Woodside CEO Meg O’Neill says talks to divest a stake in Sangomar broke down due to valuation.Credit:Louie Douvis
“Our first results since the completion of the merger with BHP’s petroleum business highlight the increased financial and operational strength delivered by our larger, geographically diverse portfolio of high-quality operating assets,” she said.
Increased production added $US820 million to the bottom line that was clipped by $US474 million in extra administration due to its purchase of BHP’s petroleum division and a $US1.09 billion turnaround in tax payments.

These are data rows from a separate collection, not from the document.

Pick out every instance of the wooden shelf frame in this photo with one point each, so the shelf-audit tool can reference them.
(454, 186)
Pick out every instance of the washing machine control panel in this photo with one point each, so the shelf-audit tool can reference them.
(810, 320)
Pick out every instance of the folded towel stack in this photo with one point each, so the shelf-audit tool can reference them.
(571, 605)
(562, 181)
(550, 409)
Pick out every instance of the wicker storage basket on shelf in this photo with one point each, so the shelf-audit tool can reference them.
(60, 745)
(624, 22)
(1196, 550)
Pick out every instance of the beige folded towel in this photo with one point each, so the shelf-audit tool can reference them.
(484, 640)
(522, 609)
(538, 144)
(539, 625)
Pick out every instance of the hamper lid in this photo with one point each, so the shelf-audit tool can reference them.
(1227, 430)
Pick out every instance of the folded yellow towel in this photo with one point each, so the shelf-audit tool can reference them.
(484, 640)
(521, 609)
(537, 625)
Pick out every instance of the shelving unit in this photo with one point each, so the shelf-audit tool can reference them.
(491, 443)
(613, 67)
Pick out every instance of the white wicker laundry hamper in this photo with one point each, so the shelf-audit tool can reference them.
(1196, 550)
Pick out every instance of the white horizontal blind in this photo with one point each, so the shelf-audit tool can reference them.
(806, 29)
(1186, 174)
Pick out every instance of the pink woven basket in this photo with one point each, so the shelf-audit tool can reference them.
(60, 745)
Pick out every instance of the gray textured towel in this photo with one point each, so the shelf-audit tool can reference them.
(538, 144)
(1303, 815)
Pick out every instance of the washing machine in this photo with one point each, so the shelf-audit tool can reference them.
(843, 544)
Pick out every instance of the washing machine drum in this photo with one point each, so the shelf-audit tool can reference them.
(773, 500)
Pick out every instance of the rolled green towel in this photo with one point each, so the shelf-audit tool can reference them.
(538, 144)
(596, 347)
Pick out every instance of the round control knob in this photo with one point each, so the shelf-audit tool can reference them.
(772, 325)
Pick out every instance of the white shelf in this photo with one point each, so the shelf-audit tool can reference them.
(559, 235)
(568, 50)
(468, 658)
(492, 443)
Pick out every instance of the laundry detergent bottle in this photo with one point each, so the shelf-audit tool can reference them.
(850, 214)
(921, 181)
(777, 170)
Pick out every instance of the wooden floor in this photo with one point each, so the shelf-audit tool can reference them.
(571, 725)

Shareholders will receive $US2.07 billion via a fully franked dividend of $US1.09 a share made up of 76c from an allocation of 80 per cent of the net profit after tax and 33c from cash payments from BHP after the sale of its assets was completed.
O’Neill said Woodside was increasing work on its $US12 billion Scarborough to Pluto project with all major equipment items procured, fabrication of the floating production unit topsides and onshore construction works underway.